If there was
ever a news story that crystalized the total corruption of Wall Street, this is it. What
follows here is a synopsis and simplification of this report.
The facts of
it were exposed in an explosive Atlantic magazine story, published last year,
called, "E-mails Suggest Bear Stearns Cheated Clients Out Of
Millions." The story begins at Bear
Stearns, where a shyster named Jeff Verschleiser used to work -- up until the
company fell apart, in large part because of the crooked schemes he devised and
implemented.
Verschleiser
headed Bear's mortgage-backed securities (MBSs) operations and he engaged in
what at the time was the industry-wide practice: putting together gigantic packages of crappy subprime mortgages and
dumping them on unsuspecting clients in the form of (bundled-mortgage)
investment securities (MBSs) that were toxic from the get-go.
But
Verschleiser went beyond that. According to a lawsuit later filed by bond
insurer Ambac, Verschleiser also masterminded a kind of double-dipping
scheme. He would sell a bunch of toxic
mortgages into a bond-investors' trust, which like all mortgage trusts had provisions
written into their pooling and servicing agreements (PSAs) that required the original lenders to buy the
loans back if said loans went into default.
So
Verschleiser would indeed sell these bad mortgages back to the banks, at a
discount; but instead of passing the returned money back
to the trust, per the contractual agreement, he and other Bear execs simply pocketed (stole) this returned money.
From the report in The Atlantic:
"The traders were essentially
double-dipping -- getting paid twice on the deal. Here's how: Once the security was
sold, the traders lacked a legal claim to get cash back from the bad loans because
that claim belonged to the bond investors. But these traders not only retrieved the cash,
they kept it. Thus, Bear was cheating
the investors to whom they had promised to sell a safe product -- they cheated
them out of their cash. And according to
former Bear Stearns and EMC traders and analysts who spoke with The Atlantic, Verschleiser was one of
two originators and operators of this double dipping scheme."
To better understand this, consider a
simple analogy
Imagine someone named "Bear' loaning
someone (like you) a hundred bucks to buy a bushel of apples from an apple
grower, and also making a deal (for you) with the grower, stipulating that he (the grower) has to buy back any
apples that turn out to have worms in them.
That exactly parallels what happened here: Bear Stearns, acting as
the intermediary, sold the wormy apples back
to the grower, for you, but instead
of taking the money from those returned apples and passing it back to you, per
your contract agreement with Bear, Bear simply kept the money, thereby cheating
you -- essentially stealing from you.
Just how "wormy'
were those "apples'? In one infamous
email cited in the Ambac suit, a Bear exec colorfully described the content of
the "wormy' (shitty) bonds they were
selling:
Bear deal manager Nicolas Smith wrote
an e-mail on August 11th, 2006 to Keith Lind, a Managing Director on the
trading desk, referring to a particular bond, SACO 2006-8, as "SACK OF SHIT
[2006-8]" and said, "I hope you're making a lot of money off this
trade."
Did
Verschleiser himself know the mortgages were bad? Not only did he know it, he went so far as to
tell his colleagues in writing that the
bonds were so bad that it was a waste of
money to even bother hiring or paying a company to perform due diligence on them:
"Jeff Verschleiser said in an e-mail
that he knew this was an issue. He wrote
to his peer Mike Nierenberg in March 2006, "[we] are wasting way too much
money on Due Diligence." A year
later nothing had changed. In March
2007, Verschleiser wrote to Nierenberg again about the same due diligence firm,
"[w]e are just burning money by hiring them.""
The core problem
here is that one of the ways that banks like Bear managed to convince investors
to buy these shitty bonds was by "wrapping'
them in bond insurance purchased through companies like Ambac. Investors who could be shown that the bonds
were insured were much less worried about possible default.

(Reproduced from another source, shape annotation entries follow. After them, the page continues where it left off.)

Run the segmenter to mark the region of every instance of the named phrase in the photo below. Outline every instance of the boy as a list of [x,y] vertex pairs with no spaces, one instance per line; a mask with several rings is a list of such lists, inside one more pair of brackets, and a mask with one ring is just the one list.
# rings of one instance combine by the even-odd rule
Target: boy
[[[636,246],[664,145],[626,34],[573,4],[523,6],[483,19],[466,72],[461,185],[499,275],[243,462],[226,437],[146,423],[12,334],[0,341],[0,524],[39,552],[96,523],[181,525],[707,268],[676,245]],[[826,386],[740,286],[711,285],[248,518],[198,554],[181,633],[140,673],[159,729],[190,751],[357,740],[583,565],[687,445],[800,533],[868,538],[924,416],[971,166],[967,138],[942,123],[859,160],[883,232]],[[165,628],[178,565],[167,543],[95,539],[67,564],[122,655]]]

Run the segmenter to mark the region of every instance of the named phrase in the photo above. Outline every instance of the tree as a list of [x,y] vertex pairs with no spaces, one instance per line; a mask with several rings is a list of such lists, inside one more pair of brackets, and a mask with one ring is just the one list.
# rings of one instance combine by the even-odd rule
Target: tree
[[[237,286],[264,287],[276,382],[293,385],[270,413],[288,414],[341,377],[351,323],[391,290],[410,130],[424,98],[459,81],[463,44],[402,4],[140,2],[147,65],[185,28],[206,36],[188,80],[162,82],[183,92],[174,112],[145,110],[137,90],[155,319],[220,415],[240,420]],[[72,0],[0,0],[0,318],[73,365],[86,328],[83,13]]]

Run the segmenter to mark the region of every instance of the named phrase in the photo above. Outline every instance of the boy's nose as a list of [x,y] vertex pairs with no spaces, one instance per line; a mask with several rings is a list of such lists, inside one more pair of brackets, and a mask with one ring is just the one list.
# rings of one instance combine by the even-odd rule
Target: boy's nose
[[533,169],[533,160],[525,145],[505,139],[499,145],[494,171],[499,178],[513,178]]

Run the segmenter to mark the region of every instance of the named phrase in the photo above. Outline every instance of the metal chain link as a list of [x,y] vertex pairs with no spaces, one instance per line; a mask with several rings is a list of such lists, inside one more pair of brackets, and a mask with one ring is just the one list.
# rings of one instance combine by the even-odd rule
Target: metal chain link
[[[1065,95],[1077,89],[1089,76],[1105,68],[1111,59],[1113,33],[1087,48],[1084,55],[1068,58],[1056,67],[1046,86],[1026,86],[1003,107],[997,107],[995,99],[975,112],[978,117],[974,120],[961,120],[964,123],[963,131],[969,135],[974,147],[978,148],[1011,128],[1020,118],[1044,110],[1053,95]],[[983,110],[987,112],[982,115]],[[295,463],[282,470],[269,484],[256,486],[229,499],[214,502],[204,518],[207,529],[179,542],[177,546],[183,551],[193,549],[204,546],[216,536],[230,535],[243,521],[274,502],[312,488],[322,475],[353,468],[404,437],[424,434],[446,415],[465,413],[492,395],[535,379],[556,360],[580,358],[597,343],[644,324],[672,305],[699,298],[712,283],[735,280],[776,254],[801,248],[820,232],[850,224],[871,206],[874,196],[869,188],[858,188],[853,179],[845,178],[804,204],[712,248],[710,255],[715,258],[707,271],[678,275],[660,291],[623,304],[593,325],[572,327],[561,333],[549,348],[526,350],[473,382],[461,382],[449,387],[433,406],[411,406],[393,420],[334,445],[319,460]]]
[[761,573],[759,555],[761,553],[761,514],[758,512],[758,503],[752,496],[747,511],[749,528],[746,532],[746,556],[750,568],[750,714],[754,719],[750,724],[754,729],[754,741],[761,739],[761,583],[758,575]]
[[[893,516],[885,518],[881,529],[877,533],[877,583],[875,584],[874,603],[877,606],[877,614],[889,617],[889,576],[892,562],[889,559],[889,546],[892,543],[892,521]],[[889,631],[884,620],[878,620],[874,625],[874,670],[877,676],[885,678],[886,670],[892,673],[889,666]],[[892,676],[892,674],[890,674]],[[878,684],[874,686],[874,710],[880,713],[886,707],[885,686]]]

Yet another opportunity for theft
Verschleiser,
seeing that Bear had managed to get firms like Ambac to insure its "sack of
shit" bonds, saw here yet another crooked new opportunity to make money: He first induced companies like Ambac to
insure the worthless bonds, then he bet
against the insurers, knowing that they would eventually take a major hit,
after he set them up to do exactly that!